Last updated: Mon 12 Jun 2017, 10:30 PM

The sanctions imposed on Qatar by the UAE and several other Arab countries might result in an outflow of external funding for Qatari banks, which are already under mounting pressure amid worsening cash crunch, lower credit rating and hike in cost of funding, financial analysts said.
Following the recent breakup of diplomatic, trade and transport links with Qatar by Saudi Arabia, the UAE, Bahrain, Egypt, Libya and Yemen, the creditworthiness of the Gulf state has became vulnerable to a potential risks. These include domestic political risks, a spike in government debt, significantly higher contingent liabilities, and scarce external funding sources, credit analysts said.
S&P Global Rating, however, noted that Qatari banks' current liquidity profiles should help them absorb a moderate drop in external funding. Overall, Qatari banks' net external debt totalled about $50 billion at the end of April 2017.
"We classify the authorities in Qatar as highly supportive toward the banking system and expect government support will be forthcoming in case of need. However, if the situation is not resolved relatively quickly, it might exert further pressure on banks' credit quality," the rating agency said.
S&P has lowered long-term rating on Qatar National Bank to 'A' from 'A+' and put all ratings on QNB, The Commercial Bank, Doha Bank, and Qatar Islamic Bank on CreditWatch negative.
"We regard the Qatari banking system's reliance on external debt as a source of tail event risks in Qatar," said S&P.
External system-wide debt has risen sharply over the past few years, reaching $125 billion on April 30, 2017, with a significant portion coming from Europe and Asia. On the same date, banks had a net external debt position of $50 billion, representing 23.5 per cent of domestic loans compared with 13.2 per cent at year-end 2015.
Qatari banks' external funding structure is dominated by bank liabilities and nonresident deposits, which comprised 89 per cent of the banking system's gross external debt on April 30, 2017.
Since the geographic breakdown of liabilities of Qatari banks shows that the GCC represented only around eight per cent ($20.6 billion) of the total, they will be in a position, on a stand-alone basis, to face a significant reduction of external funding, the rating agency said.
Shares in Qatari banks fell in early trade on Sunday after the Central Bank of the UAE ordered the nation's banks to be wary of any accounts they hold with six Doha-based banks.
The central bank has also ordered local lenders to stop dealing with the 59 individuals and 12 entities with alleged links to Qatar and to freeze their assets.
The central banks in Saudi Arabia and Bahrain had also asked lenders to provide details of their exposure to Qatari clients.
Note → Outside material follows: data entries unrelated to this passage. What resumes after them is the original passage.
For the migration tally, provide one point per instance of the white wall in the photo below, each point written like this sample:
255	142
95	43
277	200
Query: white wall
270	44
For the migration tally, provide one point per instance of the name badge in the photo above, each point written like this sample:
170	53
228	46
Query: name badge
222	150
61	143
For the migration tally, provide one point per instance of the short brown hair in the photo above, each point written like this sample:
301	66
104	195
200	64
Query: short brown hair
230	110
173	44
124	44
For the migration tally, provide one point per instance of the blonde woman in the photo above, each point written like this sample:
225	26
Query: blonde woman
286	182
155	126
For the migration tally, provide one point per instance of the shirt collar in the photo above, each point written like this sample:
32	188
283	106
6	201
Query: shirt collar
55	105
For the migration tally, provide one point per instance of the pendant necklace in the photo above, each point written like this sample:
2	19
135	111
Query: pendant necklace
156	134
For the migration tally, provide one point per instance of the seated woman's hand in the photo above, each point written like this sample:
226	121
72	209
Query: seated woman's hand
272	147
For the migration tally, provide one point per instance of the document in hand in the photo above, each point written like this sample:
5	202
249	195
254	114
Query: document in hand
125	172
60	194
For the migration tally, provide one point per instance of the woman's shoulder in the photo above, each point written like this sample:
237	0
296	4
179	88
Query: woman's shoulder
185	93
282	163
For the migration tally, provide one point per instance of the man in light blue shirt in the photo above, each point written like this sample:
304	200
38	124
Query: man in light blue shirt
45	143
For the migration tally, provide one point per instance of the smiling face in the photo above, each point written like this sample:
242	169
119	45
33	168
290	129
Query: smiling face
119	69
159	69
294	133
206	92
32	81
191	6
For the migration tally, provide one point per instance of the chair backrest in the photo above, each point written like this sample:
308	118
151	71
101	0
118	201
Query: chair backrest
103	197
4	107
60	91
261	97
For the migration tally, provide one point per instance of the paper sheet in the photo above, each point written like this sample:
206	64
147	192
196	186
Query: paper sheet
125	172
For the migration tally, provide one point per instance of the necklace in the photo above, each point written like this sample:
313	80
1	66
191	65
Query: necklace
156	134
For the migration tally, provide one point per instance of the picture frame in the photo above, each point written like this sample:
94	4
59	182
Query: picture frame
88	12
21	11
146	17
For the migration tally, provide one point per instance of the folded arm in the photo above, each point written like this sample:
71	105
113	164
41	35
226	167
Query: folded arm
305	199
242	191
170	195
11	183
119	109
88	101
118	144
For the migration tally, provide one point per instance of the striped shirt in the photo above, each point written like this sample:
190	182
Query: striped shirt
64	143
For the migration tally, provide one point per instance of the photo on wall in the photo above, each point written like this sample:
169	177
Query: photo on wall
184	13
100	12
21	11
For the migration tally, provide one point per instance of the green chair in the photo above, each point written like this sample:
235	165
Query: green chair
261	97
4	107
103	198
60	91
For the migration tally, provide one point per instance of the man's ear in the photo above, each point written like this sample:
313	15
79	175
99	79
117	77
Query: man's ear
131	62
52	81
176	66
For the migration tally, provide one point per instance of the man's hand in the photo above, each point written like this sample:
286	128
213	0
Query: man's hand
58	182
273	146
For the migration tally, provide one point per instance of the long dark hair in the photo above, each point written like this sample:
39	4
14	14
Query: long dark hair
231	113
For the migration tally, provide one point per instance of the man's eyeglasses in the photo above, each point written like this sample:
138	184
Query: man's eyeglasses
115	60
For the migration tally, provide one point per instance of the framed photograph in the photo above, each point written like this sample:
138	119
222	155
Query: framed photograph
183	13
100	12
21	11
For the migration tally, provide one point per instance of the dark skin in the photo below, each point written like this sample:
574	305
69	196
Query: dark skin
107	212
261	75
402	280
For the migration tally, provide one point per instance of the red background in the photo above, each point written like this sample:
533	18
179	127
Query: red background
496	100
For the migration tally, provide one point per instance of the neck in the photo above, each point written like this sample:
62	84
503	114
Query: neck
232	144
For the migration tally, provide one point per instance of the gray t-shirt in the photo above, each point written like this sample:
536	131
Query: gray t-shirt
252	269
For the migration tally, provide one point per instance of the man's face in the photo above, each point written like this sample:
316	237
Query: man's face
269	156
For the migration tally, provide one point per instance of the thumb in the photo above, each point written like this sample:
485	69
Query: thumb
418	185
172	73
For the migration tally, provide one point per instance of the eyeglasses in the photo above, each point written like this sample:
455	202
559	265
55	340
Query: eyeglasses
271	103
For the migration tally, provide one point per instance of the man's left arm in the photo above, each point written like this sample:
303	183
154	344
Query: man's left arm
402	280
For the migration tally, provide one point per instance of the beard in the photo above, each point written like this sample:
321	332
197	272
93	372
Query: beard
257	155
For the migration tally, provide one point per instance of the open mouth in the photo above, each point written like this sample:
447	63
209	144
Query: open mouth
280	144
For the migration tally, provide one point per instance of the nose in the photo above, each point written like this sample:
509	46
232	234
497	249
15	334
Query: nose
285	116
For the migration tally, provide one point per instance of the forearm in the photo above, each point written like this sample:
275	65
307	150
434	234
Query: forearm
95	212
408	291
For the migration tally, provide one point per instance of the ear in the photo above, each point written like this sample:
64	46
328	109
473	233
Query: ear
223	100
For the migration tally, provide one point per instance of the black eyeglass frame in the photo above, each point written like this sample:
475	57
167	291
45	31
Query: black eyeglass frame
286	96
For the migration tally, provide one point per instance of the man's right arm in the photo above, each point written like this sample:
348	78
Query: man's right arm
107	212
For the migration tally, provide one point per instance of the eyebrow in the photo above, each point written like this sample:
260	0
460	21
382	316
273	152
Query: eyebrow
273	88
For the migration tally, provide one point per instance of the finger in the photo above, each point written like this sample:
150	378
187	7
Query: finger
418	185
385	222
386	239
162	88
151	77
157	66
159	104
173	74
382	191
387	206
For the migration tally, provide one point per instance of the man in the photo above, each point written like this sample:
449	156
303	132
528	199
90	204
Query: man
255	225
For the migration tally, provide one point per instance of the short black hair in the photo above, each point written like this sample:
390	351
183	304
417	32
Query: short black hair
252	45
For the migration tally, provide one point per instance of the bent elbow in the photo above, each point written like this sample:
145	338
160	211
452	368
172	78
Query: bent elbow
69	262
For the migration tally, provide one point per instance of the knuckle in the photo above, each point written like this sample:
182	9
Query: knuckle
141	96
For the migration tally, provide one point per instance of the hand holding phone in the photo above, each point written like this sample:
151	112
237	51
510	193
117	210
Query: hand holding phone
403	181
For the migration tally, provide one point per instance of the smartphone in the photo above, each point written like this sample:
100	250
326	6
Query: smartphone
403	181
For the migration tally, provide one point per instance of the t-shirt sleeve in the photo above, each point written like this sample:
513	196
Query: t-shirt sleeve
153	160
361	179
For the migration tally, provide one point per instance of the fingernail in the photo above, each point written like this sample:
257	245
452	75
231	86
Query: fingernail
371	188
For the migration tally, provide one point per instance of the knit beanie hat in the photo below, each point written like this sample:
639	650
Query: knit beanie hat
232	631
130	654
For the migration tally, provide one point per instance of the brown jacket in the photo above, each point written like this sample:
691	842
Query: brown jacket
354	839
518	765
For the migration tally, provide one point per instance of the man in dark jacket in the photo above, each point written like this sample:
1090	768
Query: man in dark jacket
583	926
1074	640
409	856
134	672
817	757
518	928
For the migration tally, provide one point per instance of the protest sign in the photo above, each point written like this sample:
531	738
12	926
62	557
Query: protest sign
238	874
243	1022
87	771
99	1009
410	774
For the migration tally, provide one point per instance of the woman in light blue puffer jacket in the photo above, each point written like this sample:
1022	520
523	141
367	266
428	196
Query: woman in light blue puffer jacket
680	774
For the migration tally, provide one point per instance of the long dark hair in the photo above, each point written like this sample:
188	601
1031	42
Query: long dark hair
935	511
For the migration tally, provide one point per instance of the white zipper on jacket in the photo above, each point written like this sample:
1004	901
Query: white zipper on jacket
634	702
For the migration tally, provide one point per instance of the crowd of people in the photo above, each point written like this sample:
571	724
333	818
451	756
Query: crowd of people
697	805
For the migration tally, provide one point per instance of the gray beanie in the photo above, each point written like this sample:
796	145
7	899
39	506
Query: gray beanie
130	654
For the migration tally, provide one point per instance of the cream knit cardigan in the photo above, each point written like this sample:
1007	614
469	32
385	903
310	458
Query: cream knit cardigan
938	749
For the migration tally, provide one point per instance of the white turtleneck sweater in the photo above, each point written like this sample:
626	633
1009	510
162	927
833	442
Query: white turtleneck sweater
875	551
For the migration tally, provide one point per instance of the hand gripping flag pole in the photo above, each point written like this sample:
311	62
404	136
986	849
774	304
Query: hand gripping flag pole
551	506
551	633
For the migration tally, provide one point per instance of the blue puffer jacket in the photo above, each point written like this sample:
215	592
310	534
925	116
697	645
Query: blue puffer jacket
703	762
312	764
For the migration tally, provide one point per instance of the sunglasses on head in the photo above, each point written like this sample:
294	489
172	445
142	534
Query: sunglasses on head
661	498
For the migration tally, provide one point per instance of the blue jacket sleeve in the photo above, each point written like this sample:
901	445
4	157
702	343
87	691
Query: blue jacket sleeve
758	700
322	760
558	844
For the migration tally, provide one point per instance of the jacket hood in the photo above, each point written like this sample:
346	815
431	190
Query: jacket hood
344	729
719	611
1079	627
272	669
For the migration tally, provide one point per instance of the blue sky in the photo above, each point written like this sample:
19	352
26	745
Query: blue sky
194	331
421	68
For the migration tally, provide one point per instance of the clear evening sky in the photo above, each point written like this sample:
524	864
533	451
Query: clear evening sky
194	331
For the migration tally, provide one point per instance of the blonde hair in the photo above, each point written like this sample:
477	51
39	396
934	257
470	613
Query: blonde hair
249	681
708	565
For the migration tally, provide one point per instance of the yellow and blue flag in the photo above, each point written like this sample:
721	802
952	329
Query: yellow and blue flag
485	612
Banks have also been requested to share information about exposure to Qatar through products including equities, bonds, and interbank funds.
The move could squeeze liquidity at Qatari banks, which get a significant amount of their funding from the region. Qatari banks have $16 billion in funding in the form of customer and interbank deposits from other Gulf states, according to Chiradeep Ghosh, banking analyst at SICO Bahrain.
Steffen Dyck, vice-president and senior credit officer at Moody's, said should the rift between the GCC countries persist, it would be credit negative for Qatari banks, owing to their reliance on confidence sensitive foreign funding, which currently accounts for 35 per cent of total liabilities.
"We expect that Qatari banks' funding costs will likely rise for debt securities [11 per cent of foreign funding], and there is a risk of withdrawals from non-resident deposits [43 per cent of foreign funding] and interbank facilities [46 per cent of foreign funding] because a portion of these are sourced from the GCC," said Dyck.
Garbis Iradian, chief economist, Mena, at the Washington-based Institute of International Finance (IIF), said while the Qatari banking sector is well positioned, with a capital adequacy ratio of 16.1 per cent and non-performing loans to total loans of 1.2 per cent at the end of 2016, risks and uncertainty from the sanctions by neighbouring countries could have serious repercussions.
"Liquidity pressures could increase if the government opts for more withdrawal of its deposits with domestic banks to finance the deficits. Also, private resident nonresidents deposits could decline from their peak level in April 2017," said Iradian.
Qatari stress tests that simulate heightened rollover risk and deposit flight indicate that the banking system would be resilient so long as the repo window remains open. Besides, Qatari authorities have indicated that they are monitoring the situation closely and are ready to provide liquidity should the need arise, analysts said.